Though he's been out of office for over a decade, students and local community members stood in line for hours to hear former president Bill Clinton speak to a crowd in Owens Hall on Monday alongside democratic gubernatorial candidate Terry McAuliffe.
Clinton, who is on a four-day, nine-stop tour through the commonwealth, spoke to a crowded room about the importance of getting out and voting for his longtime friend, McAuliffe.
“The decision you will make in Virginia in eight days is profoundly important to you and your future and the future of this state,” Clinton said. “It is also important to America. We have to send the signal that we have chosen creative cooperation over constant conflict.”

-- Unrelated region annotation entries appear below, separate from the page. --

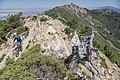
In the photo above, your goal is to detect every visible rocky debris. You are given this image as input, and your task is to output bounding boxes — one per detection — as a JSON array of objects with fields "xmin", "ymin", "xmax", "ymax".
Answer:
[{"xmin": 0, "ymin": 14, "xmax": 120, "ymax": 80}]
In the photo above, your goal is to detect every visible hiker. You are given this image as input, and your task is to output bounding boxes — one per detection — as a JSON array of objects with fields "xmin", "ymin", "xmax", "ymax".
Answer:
[
  {"xmin": 13, "ymin": 33, "xmax": 22, "ymax": 51},
  {"xmin": 25, "ymin": 26, "xmax": 29, "ymax": 38}
]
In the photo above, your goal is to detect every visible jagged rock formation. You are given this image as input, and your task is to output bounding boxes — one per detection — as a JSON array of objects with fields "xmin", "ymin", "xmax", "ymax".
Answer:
[{"xmin": 0, "ymin": 4, "xmax": 120, "ymax": 80}]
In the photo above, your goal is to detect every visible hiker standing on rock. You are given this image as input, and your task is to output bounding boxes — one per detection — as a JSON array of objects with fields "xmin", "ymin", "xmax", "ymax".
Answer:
[{"xmin": 13, "ymin": 33, "xmax": 22, "ymax": 51}]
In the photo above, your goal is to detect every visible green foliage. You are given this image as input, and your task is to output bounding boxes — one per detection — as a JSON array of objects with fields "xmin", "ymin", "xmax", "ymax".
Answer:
[
  {"xmin": 82, "ymin": 71, "xmax": 92, "ymax": 80},
  {"xmin": 100, "ymin": 58, "xmax": 108, "ymax": 69},
  {"xmin": 44, "ymin": 7, "xmax": 91, "ymax": 36},
  {"xmin": 88, "ymin": 10, "xmax": 120, "ymax": 49},
  {"xmin": 93, "ymin": 34, "xmax": 120, "ymax": 66},
  {"xmin": 17, "ymin": 26, "xmax": 26, "ymax": 34},
  {"xmin": 0, "ymin": 44, "xmax": 75, "ymax": 80},
  {"xmin": 32, "ymin": 16, "xmax": 37, "ymax": 20},
  {"xmin": 6, "ymin": 57, "xmax": 14, "ymax": 65},
  {"xmin": 0, "ymin": 54, "xmax": 6, "ymax": 62},
  {"xmin": 40, "ymin": 17, "xmax": 48, "ymax": 21},
  {"xmin": 0, "ymin": 14, "xmax": 20, "ymax": 44}
]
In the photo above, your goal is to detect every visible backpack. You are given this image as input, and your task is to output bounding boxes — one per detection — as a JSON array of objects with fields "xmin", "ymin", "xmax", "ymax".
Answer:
[{"xmin": 15, "ymin": 35, "xmax": 21, "ymax": 41}]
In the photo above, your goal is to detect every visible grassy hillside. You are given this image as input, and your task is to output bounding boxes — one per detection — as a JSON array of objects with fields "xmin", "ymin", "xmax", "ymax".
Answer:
[
  {"xmin": 88, "ymin": 10, "xmax": 120, "ymax": 49},
  {"xmin": 44, "ymin": 6, "xmax": 91, "ymax": 36},
  {"xmin": 0, "ymin": 14, "xmax": 20, "ymax": 44},
  {"xmin": 93, "ymin": 34, "xmax": 120, "ymax": 67},
  {"xmin": 45, "ymin": 5, "xmax": 120, "ymax": 67},
  {"xmin": 0, "ymin": 45, "xmax": 77, "ymax": 80}
]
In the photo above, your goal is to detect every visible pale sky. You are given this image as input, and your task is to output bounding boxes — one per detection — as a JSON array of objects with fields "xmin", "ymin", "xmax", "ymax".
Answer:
[{"xmin": 0, "ymin": 0, "xmax": 120, "ymax": 9}]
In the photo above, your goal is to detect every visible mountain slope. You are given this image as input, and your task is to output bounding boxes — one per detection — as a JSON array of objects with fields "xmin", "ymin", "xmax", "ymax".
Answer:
[
  {"xmin": 0, "ymin": 4, "xmax": 120, "ymax": 80},
  {"xmin": 44, "ymin": 4, "xmax": 120, "ymax": 66},
  {"xmin": 96, "ymin": 6, "xmax": 120, "ymax": 13}
]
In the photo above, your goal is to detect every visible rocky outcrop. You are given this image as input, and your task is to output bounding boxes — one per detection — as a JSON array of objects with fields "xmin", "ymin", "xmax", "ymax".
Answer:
[{"xmin": 0, "ymin": 14, "xmax": 120, "ymax": 80}]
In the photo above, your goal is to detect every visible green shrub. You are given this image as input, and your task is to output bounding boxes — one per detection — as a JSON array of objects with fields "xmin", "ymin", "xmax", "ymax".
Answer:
[
  {"xmin": 0, "ymin": 54, "xmax": 6, "ymax": 62},
  {"xmin": 100, "ymin": 58, "xmax": 108, "ymax": 69}
]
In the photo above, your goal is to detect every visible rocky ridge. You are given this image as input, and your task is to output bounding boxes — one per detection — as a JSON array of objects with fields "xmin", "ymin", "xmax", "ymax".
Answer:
[{"xmin": 0, "ymin": 11, "xmax": 120, "ymax": 80}]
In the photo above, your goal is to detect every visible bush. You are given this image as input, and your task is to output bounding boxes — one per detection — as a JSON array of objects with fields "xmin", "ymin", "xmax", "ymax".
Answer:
[{"xmin": 0, "ymin": 54, "xmax": 6, "ymax": 62}]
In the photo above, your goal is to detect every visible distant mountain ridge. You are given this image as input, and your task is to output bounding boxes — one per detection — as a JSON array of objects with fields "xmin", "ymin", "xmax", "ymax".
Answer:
[{"xmin": 97, "ymin": 6, "xmax": 120, "ymax": 13}]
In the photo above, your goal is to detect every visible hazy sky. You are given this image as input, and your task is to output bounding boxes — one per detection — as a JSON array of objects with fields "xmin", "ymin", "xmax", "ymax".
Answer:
[{"xmin": 0, "ymin": 0, "xmax": 120, "ymax": 8}]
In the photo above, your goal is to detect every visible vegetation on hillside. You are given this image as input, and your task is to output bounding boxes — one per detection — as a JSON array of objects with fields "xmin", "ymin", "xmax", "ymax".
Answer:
[
  {"xmin": 88, "ymin": 10, "xmax": 120, "ymax": 49},
  {"xmin": 0, "ymin": 44, "xmax": 77, "ymax": 80},
  {"xmin": 93, "ymin": 34, "xmax": 120, "ymax": 67},
  {"xmin": 44, "ymin": 7, "xmax": 91, "ymax": 36},
  {"xmin": 0, "ymin": 14, "xmax": 21, "ymax": 44}
]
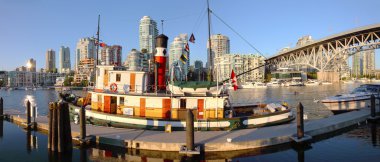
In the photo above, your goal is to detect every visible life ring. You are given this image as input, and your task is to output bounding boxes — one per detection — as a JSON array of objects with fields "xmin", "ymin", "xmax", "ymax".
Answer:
[{"xmin": 110, "ymin": 83, "xmax": 117, "ymax": 92}]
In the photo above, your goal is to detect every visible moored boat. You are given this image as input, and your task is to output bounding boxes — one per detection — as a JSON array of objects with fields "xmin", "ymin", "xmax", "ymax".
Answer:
[
  {"xmin": 321, "ymin": 84, "xmax": 380, "ymax": 114},
  {"xmin": 62, "ymin": 35, "xmax": 294, "ymax": 130}
]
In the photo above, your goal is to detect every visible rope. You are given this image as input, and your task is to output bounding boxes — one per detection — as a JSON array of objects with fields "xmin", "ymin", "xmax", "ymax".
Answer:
[{"xmin": 210, "ymin": 10, "xmax": 266, "ymax": 59}]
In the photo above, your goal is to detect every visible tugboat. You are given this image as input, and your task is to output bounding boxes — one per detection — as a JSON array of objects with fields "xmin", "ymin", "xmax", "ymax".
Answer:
[{"xmin": 62, "ymin": 34, "xmax": 295, "ymax": 130}]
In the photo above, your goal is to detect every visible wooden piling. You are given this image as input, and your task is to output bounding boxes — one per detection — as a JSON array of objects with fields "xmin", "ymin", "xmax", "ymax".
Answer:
[
  {"xmin": 371, "ymin": 94, "xmax": 376, "ymax": 118},
  {"xmin": 297, "ymin": 102, "xmax": 305, "ymax": 139},
  {"xmin": 79, "ymin": 107, "xmax": 86, "ymax": 140},
  {"xmin": 186, "ymin": 109, "xmax": 194, "ymax": 151},
  {"xmin": 56, "ymin": 102, "xmax": 65, "ymax": 152},
  {"xmin": 48, "ymin": 102, "xmax": 54, "ymax": 150},
  {"xmin": 26, "ymin": 100, "xmax": 31, "ymax": 129},
  {"xmin": 51, "ymin": 103, "xmax": 58, "ymax": 151},
  {"xmin": 62, "ymin": 102, "xmax": 72, "ymax": 151},
  {"xmin": 0, "ymin": 97, "xmax": 4, "ymax": 120}
]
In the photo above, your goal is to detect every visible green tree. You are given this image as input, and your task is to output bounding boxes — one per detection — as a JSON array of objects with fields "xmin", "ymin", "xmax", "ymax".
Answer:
[
  {"xmin": 79, "ymin": 80, "xmax": 88, "ymax": 87},
  {"xmin": 63, "ymin": 76, "xmax": 74, "ymax": 86}
]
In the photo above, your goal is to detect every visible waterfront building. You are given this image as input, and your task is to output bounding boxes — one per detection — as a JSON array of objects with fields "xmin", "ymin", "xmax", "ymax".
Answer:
[
  {"xmin": 26, "ymin": 58, "xmax": 36, "ymax": 72},
  {"xmin": 139, "ymin": 16, "xmax": 158, "ymax": 53},
  {"xmin": 296, "ymin": 35, "xmax": 314, "ymax": 47},
  {"xmin": 169, "ymin": 34, "xmax": 190, "ymax": 80},
  {"xmin": 0, "ymin": 71, "xmax": 8, "ymax": 87},
  {"xmin": 207, "ymin": 34, "xmax": 230, "ymax": 68},
  {"xmin": 352, "ymin": 50, "xmax": 375, "ymax": 77},
  {"xmin": 45, "ymin": 49, "xmax": 56, "ymax": 72},
  {"xmin": 214, "ymin": 54, "xmax": 265, "ymax": 82},
  {"xmin": 125, "ymin": 49, "xmax": 142, "ymax": 71},
  {"xmin": 99, "ymin": 45, "xmax": 122, "ymax": 66},
  {"xmin": 7, "ymin": 71, "xmax": 64, "ymax": 87},
  {"xmin": 75, "ymin": 37, "xmax": 96, "ymax": 71},
  {"xmin": 58, "ymin": 46, "xmax": 71, "ymax": 73}
]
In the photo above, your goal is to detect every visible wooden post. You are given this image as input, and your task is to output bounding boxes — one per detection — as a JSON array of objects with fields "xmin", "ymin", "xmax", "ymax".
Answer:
[
  {"xmin": 0, "ymin": 97, "xmax": 4, "ymax": 120},
  {"xmin": 26, "ymin": 100, "xmax": 31, "ymax": 129},
  {"xmin": 56, "ymin": 102, "xmax": 65, "ymax": 152},
  {"xmin": 186, "ymin": 109, "xmax": 194, "ymax": 151},
  {"xmin": 371, "ymin": 94, "xmax": 376, "ymax": 118},
  {"xmin": 48, "ymin": 102, "xmax": 54, "ymax": 151},
  {"xmin": 79, "ymin": 107, "xmax": 86, "ymax": 140},
  {"xmin": 61, "ymin": 102, "xmax": 72, "ymax": 151},
  {"xmin": 297, "ymin": 102, "xmax": 305, "ymax": 139},
  {"xmin": 51, "ymin": 103, "xmax": 58, "ymax": 151}
]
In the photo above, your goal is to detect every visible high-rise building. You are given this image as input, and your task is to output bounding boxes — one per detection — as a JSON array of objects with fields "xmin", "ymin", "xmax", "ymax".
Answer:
[
  {"xmin": 99, "ymin": 45, "xmax": 122, "ymax": 66},
  {"xmin": 169, "ymin": 34, "xmax": 190, "ymax": 80},
  {"xmin": 59, "ymin": 46, "xmax": 71, "ymax": 73},
  {"xmin": 45, "ymin": 49, "xmax": 56, "ymax": 72},
  {"xmin": 214, "ymin": 54, "xmax": 265, "ymax": 82},
  {"xmin": 26, "ymin": 58, "xmax": 36, "ymax": 72},
  {"xmin": 75, "ymin": 37, "xmax": 96, "ymax": 71},
  {"xmin": 352, "ymin": 50, "xmax": 375, "ymax": 77},
  {"xmin": 139, "ymin": 16, "xmax": 158, "ymax": 53}
]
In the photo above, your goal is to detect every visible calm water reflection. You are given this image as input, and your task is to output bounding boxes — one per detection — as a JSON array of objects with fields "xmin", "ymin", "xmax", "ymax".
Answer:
[{"xmin": 0, "ymin": 85, "xmax": 380, "ymax": 162}]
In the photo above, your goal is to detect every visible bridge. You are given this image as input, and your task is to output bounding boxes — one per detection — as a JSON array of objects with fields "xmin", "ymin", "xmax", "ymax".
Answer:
[{"xmin": 266, "ymin": 24, "xmax": 380, "ymax": 72}]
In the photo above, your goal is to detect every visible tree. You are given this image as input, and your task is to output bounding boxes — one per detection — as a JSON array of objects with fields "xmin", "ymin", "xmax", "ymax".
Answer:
[{"xmin": 63, "ymin": 76, "xmax": 74, "ymax": 86}]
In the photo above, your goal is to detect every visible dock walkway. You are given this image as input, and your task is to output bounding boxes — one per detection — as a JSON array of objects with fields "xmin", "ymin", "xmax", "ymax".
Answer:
[{"xmin": 4, "ymin": 109, "xmax": 370, "ymax": 152}]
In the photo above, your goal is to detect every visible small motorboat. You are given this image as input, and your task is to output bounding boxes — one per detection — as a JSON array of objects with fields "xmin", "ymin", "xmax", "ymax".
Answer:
[{"xmin": 320, "ymin": 84, "xmax": 380, "ymax": 114}]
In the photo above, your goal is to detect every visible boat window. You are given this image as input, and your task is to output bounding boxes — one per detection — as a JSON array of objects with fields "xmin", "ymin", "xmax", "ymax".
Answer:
[
  {"xmin": 120, "ymin": 97, "xmax": 124, "ymax": 105},
  {"xmin": 116, "ymin": 74, "xmax": 121, "ymax": 82},
  {"xmin": 180, "ymin": 99, "xmax": 186, "ymax": 109},
  {"xmin": 98, "ymin": 95, "xmax": 102, "ymax": 102}
]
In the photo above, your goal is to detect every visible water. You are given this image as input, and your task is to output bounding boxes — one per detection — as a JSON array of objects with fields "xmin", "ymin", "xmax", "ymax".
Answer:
[{"xmin": 0, "ymin": 84, "xmax": 380, "ymax": 162}]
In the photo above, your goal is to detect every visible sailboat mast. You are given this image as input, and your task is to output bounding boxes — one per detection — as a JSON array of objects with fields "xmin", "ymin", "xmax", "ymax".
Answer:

The campaign stop comes just four days after the third and final debate took place in Squires Haymarket Theatre between McAuliffe and Republican Ken Cuccinelli.
According to a newly released Washington Post/Abt SRBI poll, McAuliffe’s lead has reached double digits with the latest numbers showing McAuliffe ahead 12 points over Cuccinelli.
Speaking to his volunteers on the campaign, McAuliffe applauded the effort of students and community members who had helped make his campaign successful, saying, “Even with a million (dollars) spent on TV ads, we know it was the grassroots energy and turn out that mattered the most.”
Organizers turned away a large number of people hoping to attend the event, citing fire marshal’s orders to prevent overcrowding and safety hazards.
As Clinton took the stage, McAuliffe commended his ability as a president to “show America what can happen when we focus on the economy and work with both parties.”
Clinton publicly endorsed McAuliffe at the event, citing several reasons why he felt compelled to give him his support. The two politicians have been friends since before Clinton’s presidency, and Clinton mentioned their family’s frequent vacations together.
“I love the guy. I’d be here if he was 50 points behind in the polls,” Clinton said.
Addressing the students, Clinton praised the innovation and advances that are being made among college students in higher education, stating “I’ve got more yesterdays than tomorrows but … I wish I was your age. I’d like to see what’s going to happen.”
Clinton, who is known for his bipartisanship, touted the need for current politicians to reach across party lines and find solutions for the problems facing the country.
“We have to send a signal that we are a part of the same community, and not have one set of rules for one crowd and another set for another crowd,” Clinton said.
After the campaign stop in Blacksburg, McAuliffe and Clinton headed to Northern Virginia to campaign in Herndon, but will be returning to Roanoke on Wednesday to finish out their tour together.